Make the most of the lower temperatures early in the week. We’ll be back in the 80s by Thursday.

* Plant, plant, plant! It’s prime planting season in the Sacramento area. Time to set out those tomato transplants along with peppers and eggplants. Pinch off any flowers on new transplants to make them concentrate on establishing roots instead of setting premature fruit.

* Direct-seed melons, cucumbers, summer squash, corn, radishes, pumpkins and annual herbs such as basil.

* Harvest cabbage, lettuce, peas and green onions.

* In the flower garden, direct-seed sunflowers, cosmos, salvia, zinnias, marigolds, celosia and asters. (You also can transplant seedlings for many of the same flowers.)

* Plant dahlia tubers.

* Transplant petunias, marigolds and perennial flowers such as astilbe, columbine, coneflowers, coreopsis, dahlias, rudbeckia and verbena.

* Keep an eye out for slugs, snails, earwigs and aphids that want to dine on tender new growth.

* Feed summer bloomers with a balanced fertilizer.

* For continued bloom, cut off spent flowers on roses as well as other flowering plants.

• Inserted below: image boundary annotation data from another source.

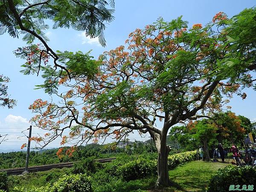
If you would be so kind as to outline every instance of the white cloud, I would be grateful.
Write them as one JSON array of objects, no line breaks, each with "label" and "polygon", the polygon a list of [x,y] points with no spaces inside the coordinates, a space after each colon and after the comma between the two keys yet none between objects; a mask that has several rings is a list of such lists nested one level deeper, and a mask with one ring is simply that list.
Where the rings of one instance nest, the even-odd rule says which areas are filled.
[{"label": "white cloud", "polygon": [[78,35],[78,36],[82,39],[82,44],[88,44],[90,45],[100,46],[98,37],[96,37],[95,38],[91,38],[89,36],[87,37],[84,32],[80,33]]},{"label": "white cloud", "polygon": [[15,116],[15,115],[9,115],[4,119],[5,122],[8,124],[28,124],[29,121],[26,119],[21,116]]},{"label": "white cloud", "polygon": [[52,32],[50,31],[48,31],[46,33],[45,33],[45,35],[46,35],[46,36],[47,36],[48,37],[49,36],[50,36],[52,35]]}]

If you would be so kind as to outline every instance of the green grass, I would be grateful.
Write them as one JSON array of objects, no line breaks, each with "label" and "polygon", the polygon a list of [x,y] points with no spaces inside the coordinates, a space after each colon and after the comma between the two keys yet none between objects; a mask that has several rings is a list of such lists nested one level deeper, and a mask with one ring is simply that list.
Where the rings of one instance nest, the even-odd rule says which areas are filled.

* Add mulch to the garden to maintain moisture. Mulch also cuts down on weeds. But don’t let it mound around the stems or trunks of trees or shrubs. Leave about a 6-inch-to-1-foot circle to avoid crown rot or other problems.

* Remember to weed! Pull those nasties before they set seed.

* Water early in the day and keep seedlings evenly moist.